Originally I answered this question back in 2018 on “Quora” thought it will be a better addition to my blog. I will try to answer this question as simple as possible. Its totally depends on what technology and what level he is working on.
- His main responsibilities will be protecting his clients will be a part of 24/7 monitoring team will monitor Security Incidents and Potential Security Breaches.
- Work on Potential Security Breach gather evidence how it happened what exactly happened.

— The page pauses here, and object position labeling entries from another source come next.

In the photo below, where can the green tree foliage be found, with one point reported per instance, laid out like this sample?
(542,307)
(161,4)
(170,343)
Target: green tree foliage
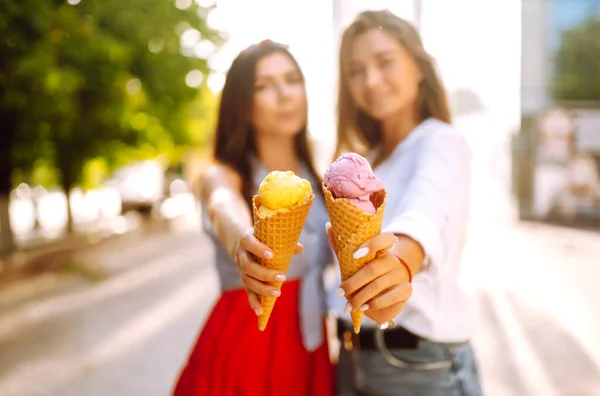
(577,63)
(94,84)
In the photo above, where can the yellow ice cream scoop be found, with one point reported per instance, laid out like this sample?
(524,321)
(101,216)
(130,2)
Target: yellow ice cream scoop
(280,190)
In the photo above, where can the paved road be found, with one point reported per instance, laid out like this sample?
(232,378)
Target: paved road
(535,289)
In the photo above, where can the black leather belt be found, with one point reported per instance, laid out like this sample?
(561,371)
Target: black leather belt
(395,338)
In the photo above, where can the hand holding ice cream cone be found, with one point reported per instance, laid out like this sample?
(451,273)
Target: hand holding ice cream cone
(355,200)
(260,254)
(280,211)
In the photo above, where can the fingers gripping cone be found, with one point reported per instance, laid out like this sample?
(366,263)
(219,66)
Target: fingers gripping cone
(280,231)
(352,226)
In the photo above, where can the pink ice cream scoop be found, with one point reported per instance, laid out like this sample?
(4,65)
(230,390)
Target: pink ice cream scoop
(351,177)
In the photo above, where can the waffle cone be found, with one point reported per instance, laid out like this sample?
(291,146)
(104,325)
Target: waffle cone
(352,226)
(280,231)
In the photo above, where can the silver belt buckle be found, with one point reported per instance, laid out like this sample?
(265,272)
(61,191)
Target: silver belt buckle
(394,361)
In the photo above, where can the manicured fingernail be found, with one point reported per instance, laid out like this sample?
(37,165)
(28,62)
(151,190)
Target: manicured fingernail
(360,253)
(280,278)
(394,245)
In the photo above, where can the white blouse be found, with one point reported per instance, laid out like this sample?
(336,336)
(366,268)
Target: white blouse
(427,178)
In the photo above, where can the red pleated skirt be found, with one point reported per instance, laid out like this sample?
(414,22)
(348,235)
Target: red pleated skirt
(233,358)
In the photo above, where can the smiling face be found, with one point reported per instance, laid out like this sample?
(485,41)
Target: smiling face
(279,100)
(383,79)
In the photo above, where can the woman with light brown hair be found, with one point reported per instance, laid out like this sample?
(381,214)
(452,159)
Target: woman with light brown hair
(392,108)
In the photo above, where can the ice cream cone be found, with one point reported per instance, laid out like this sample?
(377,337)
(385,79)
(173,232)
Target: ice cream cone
(280,231)
(352,226)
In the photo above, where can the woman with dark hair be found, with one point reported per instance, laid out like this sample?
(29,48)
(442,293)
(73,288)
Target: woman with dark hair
(392,108)
(261,127)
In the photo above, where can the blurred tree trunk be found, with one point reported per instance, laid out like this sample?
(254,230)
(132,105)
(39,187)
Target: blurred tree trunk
(7,240)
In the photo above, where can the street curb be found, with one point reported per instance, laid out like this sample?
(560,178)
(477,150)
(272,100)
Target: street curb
(51,256)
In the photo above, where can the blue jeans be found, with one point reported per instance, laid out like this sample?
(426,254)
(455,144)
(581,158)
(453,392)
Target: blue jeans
(434,369)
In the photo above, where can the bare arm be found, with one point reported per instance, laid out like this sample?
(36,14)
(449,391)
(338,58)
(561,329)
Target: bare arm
(220,194)
(231,219)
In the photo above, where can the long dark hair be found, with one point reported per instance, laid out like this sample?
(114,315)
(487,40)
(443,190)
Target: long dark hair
(235,136)
(359,132)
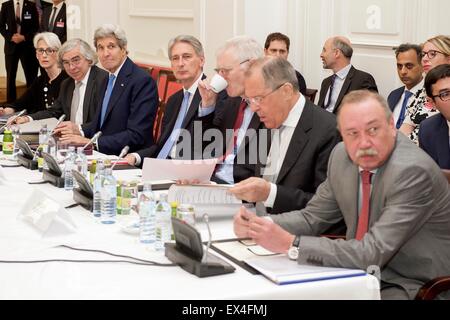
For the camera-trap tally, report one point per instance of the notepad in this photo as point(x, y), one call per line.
point(281, 270)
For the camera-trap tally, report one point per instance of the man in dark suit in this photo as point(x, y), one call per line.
point(19, 23)
point(409, 69)
point(79, 95)
point(277, 45)
point(237, 145)
point(434, 132)
point(182, 110)
point(303, 138)
point(336, 55)
point(54, 19)
point(126, 112)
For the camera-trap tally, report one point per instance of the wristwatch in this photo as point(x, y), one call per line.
point(293, 250)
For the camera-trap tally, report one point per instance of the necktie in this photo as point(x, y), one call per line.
point(176, 129)
point(75, 102)
point(363, 220)
point(108, 92)
point(18, 20)
point(333, 78)
point(51, 23)
point(401, 117)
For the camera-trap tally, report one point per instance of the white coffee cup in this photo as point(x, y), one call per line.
point(218, 83)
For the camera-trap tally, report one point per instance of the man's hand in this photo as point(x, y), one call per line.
point(263, 231)
point(251, 190)
point(67, 128)
point(74, 139)
point(17, 38)
point(209, 97)
point(131, 159)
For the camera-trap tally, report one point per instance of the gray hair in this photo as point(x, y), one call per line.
point(50, 38)
point(275, 71)
point(343, 46)
point(85, 50)
point(193, 41)
point(243, 47)
point(111, 30)
point(358, 96)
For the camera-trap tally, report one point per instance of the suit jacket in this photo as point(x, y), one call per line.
point(394, 97)
point(60, 24)
point(8, 26)
point(434, 139)
point(168, 122)
point(408, 236)
point(130, 114)
point(63, 104)
point(305, 165)
point(355, 80)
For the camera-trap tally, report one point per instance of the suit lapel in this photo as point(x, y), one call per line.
point(119, 87)
point(344, 90)
point(298, 141)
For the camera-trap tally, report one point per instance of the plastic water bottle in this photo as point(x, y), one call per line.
point(97, 187)
point(147, 215)
point(163, 228)
point(68, 166)
point(43, 135)
point(81, 163)
point(108, 198)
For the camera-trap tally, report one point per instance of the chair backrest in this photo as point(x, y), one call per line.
point(311, 94)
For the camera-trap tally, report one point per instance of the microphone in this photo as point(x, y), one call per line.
point(205, 255)
point(61, 119)
point(94, 138)
point(122, 154)
point(13, 118)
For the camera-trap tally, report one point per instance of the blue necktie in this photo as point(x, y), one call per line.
point(107, 97)
point(176, 129)
point(401, 117)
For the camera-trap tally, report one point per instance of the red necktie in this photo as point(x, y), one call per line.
point(363, 221)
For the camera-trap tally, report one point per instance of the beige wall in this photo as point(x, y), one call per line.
point(374, 26)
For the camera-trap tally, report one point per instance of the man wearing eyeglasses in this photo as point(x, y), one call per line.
point(79, 95)
point(336, 55)
point(434, 132)
point(409, 69)
point(303, 138)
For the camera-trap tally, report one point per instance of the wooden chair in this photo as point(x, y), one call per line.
point(311, 94)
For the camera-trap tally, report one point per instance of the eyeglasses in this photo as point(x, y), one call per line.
point(74, 62)
point(48, 51)
point(257, 100)
point(226, 71)
point(431, 54)
point(444, 96)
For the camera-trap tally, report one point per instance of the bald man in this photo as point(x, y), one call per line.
point(336, 55)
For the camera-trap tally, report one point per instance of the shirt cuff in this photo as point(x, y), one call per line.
point(138, 159)
point(272, 196)
point(204, 111)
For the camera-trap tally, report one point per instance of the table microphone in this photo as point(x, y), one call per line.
point(122, 154)
point(13, 118)
point(61, 119)
point(205, 256)
point(94, 138)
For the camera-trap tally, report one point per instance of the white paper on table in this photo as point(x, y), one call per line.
point(169, 169)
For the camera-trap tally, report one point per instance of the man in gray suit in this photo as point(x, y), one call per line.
point(397, 217)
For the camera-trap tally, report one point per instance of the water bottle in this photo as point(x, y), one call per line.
point(97, 187)
point(147, 215)
point(68, 166)
point(81, 163)
point(163, 213)
point(108, 196)
point(43, 135)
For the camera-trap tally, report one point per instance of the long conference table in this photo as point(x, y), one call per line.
point(19, 241)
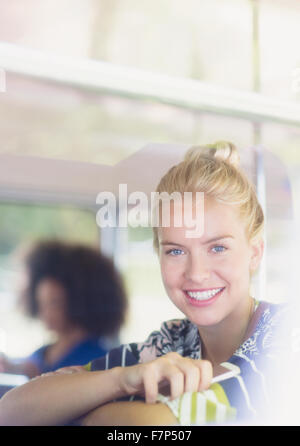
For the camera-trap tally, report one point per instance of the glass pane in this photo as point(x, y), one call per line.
point(19, 225)
point(279, 48)
point(283, 227)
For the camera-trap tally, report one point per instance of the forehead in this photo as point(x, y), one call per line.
point(217, 219)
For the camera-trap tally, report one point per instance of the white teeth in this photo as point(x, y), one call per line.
point(204, 295)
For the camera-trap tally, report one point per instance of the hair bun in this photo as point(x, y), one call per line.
point(223, 150)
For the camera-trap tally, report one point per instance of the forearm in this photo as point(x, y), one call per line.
point(135, 413)
point(59, 398)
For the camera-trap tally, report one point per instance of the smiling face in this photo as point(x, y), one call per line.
point(208, 278)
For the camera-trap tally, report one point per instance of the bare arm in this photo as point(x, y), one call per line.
point(24, 367)
point(60, 398)
point(56, 399)
point(136, 413)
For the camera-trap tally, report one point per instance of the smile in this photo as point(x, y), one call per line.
point(204, 295)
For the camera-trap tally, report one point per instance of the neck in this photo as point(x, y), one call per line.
point(220, 341)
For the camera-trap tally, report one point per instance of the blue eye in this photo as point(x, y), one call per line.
point(219, 248)
point(175, 252)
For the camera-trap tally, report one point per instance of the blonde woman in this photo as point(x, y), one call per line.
point(208, 278)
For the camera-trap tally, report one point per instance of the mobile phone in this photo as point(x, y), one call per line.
point(224, 371)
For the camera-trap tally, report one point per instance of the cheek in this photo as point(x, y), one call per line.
point(171, 273)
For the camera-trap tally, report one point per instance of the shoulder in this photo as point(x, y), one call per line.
point(267, 330)
point(170, 337)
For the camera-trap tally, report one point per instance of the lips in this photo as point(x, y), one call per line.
point(203, 297)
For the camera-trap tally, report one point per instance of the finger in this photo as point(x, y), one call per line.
point(190, 369)
point(206, 374)
point(150, 382)
point(192, 375)
point(176, 378)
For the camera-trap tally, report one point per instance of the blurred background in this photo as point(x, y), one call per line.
point(93, 85)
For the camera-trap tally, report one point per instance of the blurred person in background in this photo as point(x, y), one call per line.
point(78, 294)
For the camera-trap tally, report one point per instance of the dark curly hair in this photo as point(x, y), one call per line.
point(96, 298)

- also his main responsibilities would be configuring and maintaining Cyber security tools on which they are working (IDS, IPS, Firewall, Proxy, SIEM)
Application Security Expert
- Here main responsibilities would be conduct end to end security assessment or Penetration testing on given application (Web, Mobile, IOT, Servers) for potential security bugs.
- Security Assessment or Penetration testing would be manual and automated.
- Eliminate False positive, Prepare POC, generate Final report and share with concern team and help the same to fix the findings
Auditor (RISK and Compliance)
- Here main responsibilities will be help organization to achieve and maintain certain cyber security standard like ISO27001, SOC2, PCI DSS
- Identify scope, maintain necessary documents, look for all IT and NON-IT controls, gather evidence help external auditor with audits.
- Here main responsibilities would be work on suspicious files and emails that are identified in wild.
- identify behavior of malware get to know its IOCs help Anti malware team to build particular solution.
Cyber Security/Pre-Sales Consultant
- This is very senior roles (pre-sales guy) who would have worked on Multiple cyber security Domain or Platform
- Main responsibilities would be Responding to RFPs, Build the solution for customers.
Apart from this there are multiple BIGGER roles are there like Security Architect, CISO, Security Officers which requires Patience, Hugh Knowledge and Experience.